The Bayesian approach is a wonderful way to uncover your hidden prior assumptions. Here's one kind of assumption that perhaps even Bayesians wouldn't pick up on.

Consider this description:

We expect a Gaussian distributed source, having mean between -5 and 5, and standard deviation between 1 and 3

What is the prior? Well, there are two variables, the mean and standard deviation. For the mean our expectation is a uniform distribution between -5 and 5, and for the standard deviation a uniform distribution between 1 and 3.

Did you spot what I missed?

That's right, that we expect a Gaussian distribution is also part of our prior beliefs. Distributions other than Gaussian are assigned *zero* probability.

The effect is obvious here, but it can be subtler:

The distribution can be described by a mixture of "classes", each class will have the same shape, Gaussian, but the a center point, spread, and rate of occurrence will differ between classes. The liklihood of there being one class is 0.5, the likelihood of two classes is 0.25, of three is 0.125, etc. The center points will be betweem blah and blah, the spread between blah and blah.
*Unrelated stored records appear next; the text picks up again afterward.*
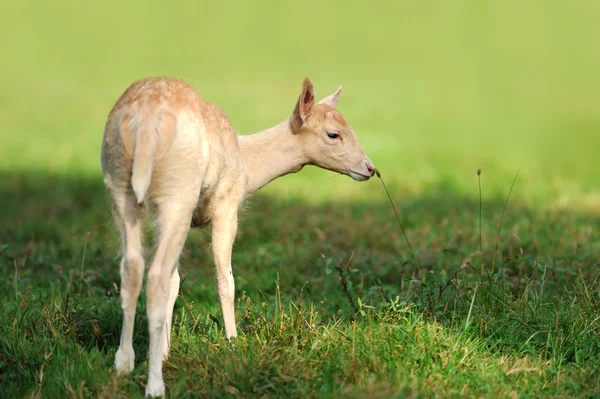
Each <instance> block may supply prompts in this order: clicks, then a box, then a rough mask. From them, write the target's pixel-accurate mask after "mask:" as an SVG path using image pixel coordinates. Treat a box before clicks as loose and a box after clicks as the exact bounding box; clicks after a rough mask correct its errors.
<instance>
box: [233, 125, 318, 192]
mask: <svg viewBox="0 0 600 399" xmlns="http://www.w3.org/2000/svg"><path fill="white" fill-rule="evenodd" d="M238 139H239V144H240V151H241V153H242V158H243V160H244V166H245V170H246V177H247V183H246V194H252V193H253V192H255V191H256V190H258V189H260V188H262V187H264V186H265V185H266V184H268V183H269V182H271V181H273V180H275V179H277V178H278V177H281V176H284V175H287V174H288V173H296V172H299V171H300V170H301V169H302V167H303V166H304V165H306V164H307V163H308V159H307V158H306V156H305V155H304V153H303V151H302V145H301V142H300V138H299V137H298V136H297V135H295V134H294V133H292V129H291V125H290V120H286V121H283V122H281V123H280V124H278V125H277V126H273V127H272V128H269V129H266V130H263V131H262V132H259V133H255V134H252V135H249V136H238Z"/></svg>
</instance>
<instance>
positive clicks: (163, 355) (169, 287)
mask: <svg viewBox="0 0 600 399" xmlns="http://www.w3.org/2000/svg"><path fill="white" fill-rule="evenodd" d="M180 280H181V279H180V277H179V265H177V266H175V270H174V271H173V274H171V282H170V284H169V300H168V302H167V315H166V322H165V339H162V340H161V341H162V345H163V359H164V360H166V359H167V358H168V357H169V347H170V345H171V322H172V320H173V307H174V306H175V301H176V300H177V295H178V294H179V283H180Z"/></svg>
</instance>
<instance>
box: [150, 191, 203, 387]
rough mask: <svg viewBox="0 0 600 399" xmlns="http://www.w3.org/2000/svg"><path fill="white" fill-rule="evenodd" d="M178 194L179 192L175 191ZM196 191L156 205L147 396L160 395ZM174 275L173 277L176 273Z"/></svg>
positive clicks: (171, 197) (151, 274)
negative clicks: (163, 358)
mask: <svg viewBox="0 0 600 399" xmlns="http://www.w3.org/2000/svg"><path fill="white" fill-rule="evenodd" d="M178 194H179V193H178ZM197 198H198V193H197V192H194V193H192V195H191V196H188V197H187V198H185V197H184V198H182V197H170V198H168V199H163V200H161V204H160V205H159V206H158V210H159V215H158V222H159V226H160V239H159V244H158V249H157V251H156V254H155V256H154V260H153V262H152V266H151V267H150V270H149V272H148V283H147V288H146V295H147V314H148V329H149V332H150V351H149V361H150V365H149V371H148V384H147V386H146V396H149V395H151V396H153V397H156V396H163V395H164V392H165V386H164V382H163V378H162V362H163V358H164V352H165V347H166V349H167V351H168V346H169V341H168V337H169V334H168V333H167V328H168V327H170V324H171V323H170V320H169V318H170V317H171V315H172V311H173V305H174V303H175V299H176V297H177V291H178V290H179V275H178V271H177V265H178V260H179V256H180V254H181V249H182V248H183V245H184V243H185V239H186V237H187V233H188V231H189V229H190V223H191V218H192V211H193V209H194V207H195V204H196V201H197ZM175 276H176V277H175Z"/></svg>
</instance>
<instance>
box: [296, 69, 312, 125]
mask: <svg viewBox="0 0 600 399" xmlns="http://www.w3.org/2000/svg"><path fill="white" fill-rule="evenodd" d="M313 105H315V92H314V90H313V84H312V82H311V81H310V79H308V78H304V82H302V92H301V93H300V97H298V101H297V102H296V107H295V108H294V114H293V119H294V124H297V125H298V127H300V126H302V124H303V123H304V121H306V118H307V117H308V115H309V114H310V111H311V110H312V107H313Z"/></svg>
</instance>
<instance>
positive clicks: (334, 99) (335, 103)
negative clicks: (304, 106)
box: [319, 86, 342, 108]
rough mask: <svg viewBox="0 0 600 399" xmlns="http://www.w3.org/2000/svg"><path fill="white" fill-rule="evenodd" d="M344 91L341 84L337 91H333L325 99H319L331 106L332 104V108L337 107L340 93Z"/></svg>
mask: <svg viewBox="0 0 600 399" xmlns="http://www.w3.org/2000/svg"><path fill="white" fill-rule="evenodd" d="M341 92H342V86H340V87H339V88H338V89H337V90H336V91H335V93H333V94H332V95H330V96H327V97H325V98H324V99H322V100H321V101H319V104H327V105H329V106H331V107H332V108H335V107H336V106H337V102H338V100H339V98H340V93H341Z"/></svg>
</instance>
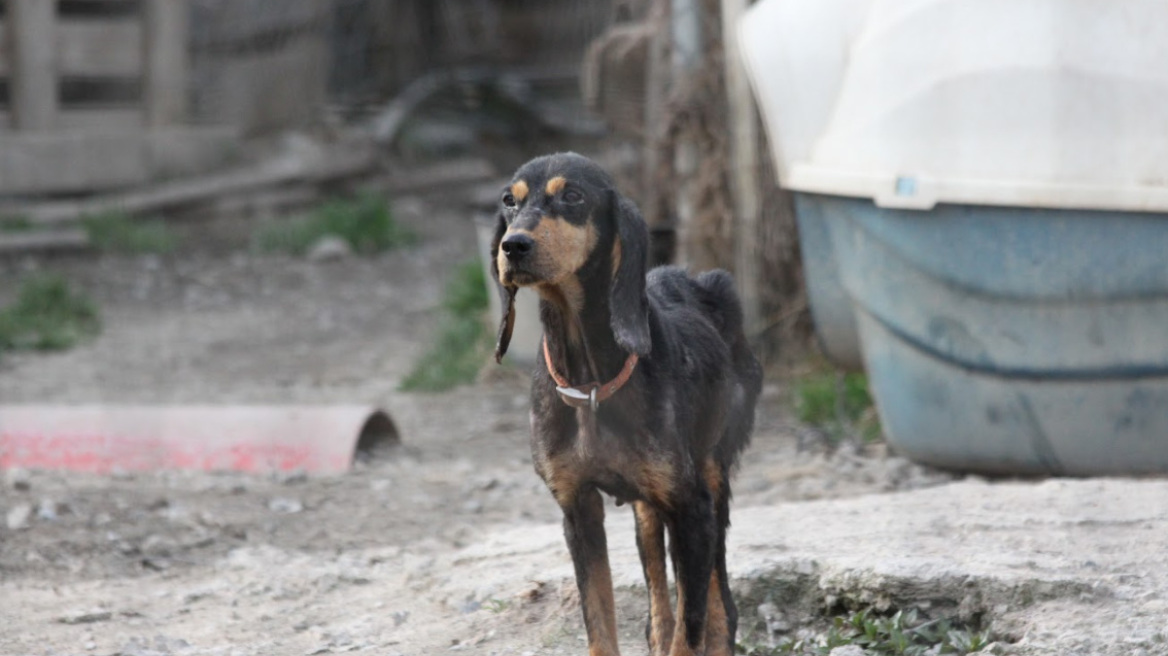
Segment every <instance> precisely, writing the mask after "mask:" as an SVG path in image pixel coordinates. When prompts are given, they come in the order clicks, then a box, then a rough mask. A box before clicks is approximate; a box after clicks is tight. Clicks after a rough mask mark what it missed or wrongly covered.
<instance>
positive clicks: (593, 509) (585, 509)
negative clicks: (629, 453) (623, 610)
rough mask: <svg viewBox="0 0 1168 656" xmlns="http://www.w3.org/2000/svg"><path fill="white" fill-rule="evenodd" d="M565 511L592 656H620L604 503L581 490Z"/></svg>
mask: <svg viewBox="0 0 1168 656" xmlns="http://www.w3.org/2000/svg"><path fill="white" fill-rule="evenodd" d="M562 508H563V510H564V538H565V539H566V540H568V551H570V552H571V554H572V564H573V565H575V566H576V585H577V586H578V587H579V593H580V606H582V607H583V608H584V627H585V628H586V629H588V651H589V656H619V655H620V649H619V648H618V647H617V612H616V603H614V601H613V599H612V572H611V570H610V568H609V543H607V539H606V537H605V535H604V500H603V498H602V497H600V493H599V491H597V490H596V488H580V489H579V490H578V491H577V493H576V494H575V495H573V497H572V500H571V501H569V502H568V503H565V504H564V505H563V507H562Z"/></svg>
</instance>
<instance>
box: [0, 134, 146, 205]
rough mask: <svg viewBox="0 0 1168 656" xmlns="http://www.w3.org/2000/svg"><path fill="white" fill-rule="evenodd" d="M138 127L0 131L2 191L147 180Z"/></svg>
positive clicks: (36, 193) (79, 190)
mask: <svg viewBox="0 0 1168 656" xmlns="http://www.w3.org/2000/svg"><path fill="white" fill-rule="evenodd" d="M147 173H148V172H147V166H146V149H145V148H144V147H142V137H141V134H138V133H137V132H121V133H107V134H98V133H92V132H89V133H86V132H56V131H50V132H15V133H7V134H4V135H0V195H2V194H40V193H47V191H56V193H61V191H90V190H93V189H109V188H112V187H123V186H128V184H138V183H141V182H145V181H146V179H147Z"/></svg>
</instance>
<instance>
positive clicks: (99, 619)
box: [57, 610, 113, 624]
mask: <svg viewBox="0 0 1168 656" xmlns="http://www.w3.org/2000/svg"><path fill="white" fill-rule="evenodd" d="M112 617H113V613H112V612H110V610H83V612H79V613H70V614H68V615H62V616H60V617H57V622H60V623H62V624H92V623H93V622H107V621H109V620H110V619H112Z"/></svg>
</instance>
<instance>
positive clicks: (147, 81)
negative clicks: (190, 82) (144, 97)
mask: <svg viewBox="0 0 1168 656" xmlns="http://www.w3.org/2000/svg"><path fill="white" fill-rule="evenodd" d="M142 8H144V12H142V18H144V21H142V22H144V25H145V28H146V39H145V58H146V70H145V71H144V79H142V89H144V92H145V93H144V96H145V99H146V120H147V123H148V125H151V126H153V127H159V126H165V125H178V124H181V123H182V121H183V119H185V118H186V116H187V71H188V69H189V62H188V56H187V32H188V26H187V22H188V15H189V13H190V12H189V11H188V8H187V1H186V0H144V4H142Z"/></svg>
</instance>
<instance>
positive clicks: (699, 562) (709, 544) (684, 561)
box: [668, 482, 717, 656]
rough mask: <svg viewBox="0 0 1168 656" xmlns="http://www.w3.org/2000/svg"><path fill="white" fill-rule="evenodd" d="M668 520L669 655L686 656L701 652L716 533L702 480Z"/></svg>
mask: <svg viewBox="0 0 1168 656" xmlns="http://www.w3.org/2000/svg"><path fill="white" fill-rule="evenodd" d="M668 522H669V538H670V551H672V554H673V563H674V572H675V573H676V579H677V623H676V627H675V628H674V631H673V644H672V645H670V647H669V655H670V656H689V655H691V654H698V652H701V651H702V641H703V636H704V633H705V608H707V602H708V594H709V589H710V579H711V578H712V575H711V573H712V571H714V557H715V544H714V540H715V537H716V535H717V530H716V525H715V521H714V504H712V500H711V497H710V491H709V490H708V489H707V488H705V484H704V482H695V484H694V490H693V494H690V495H687V497H686V498H682V500H679V502H677V503H676V504H675V505H674V509H673V510H670V511H669V514H668Z"/></svg>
Consider this not in terms of model internal structure, but in terms of the overall distributions predicted by such models. In this sense, this example is *generic*: it can specify, to arbitrary accuracy, *any* proability distribution.

Therefore, and unlike in the first example, the choice of class shape does not mean that some distributions are given zero probability. But it *does* affect how likely each distribution is thought to be.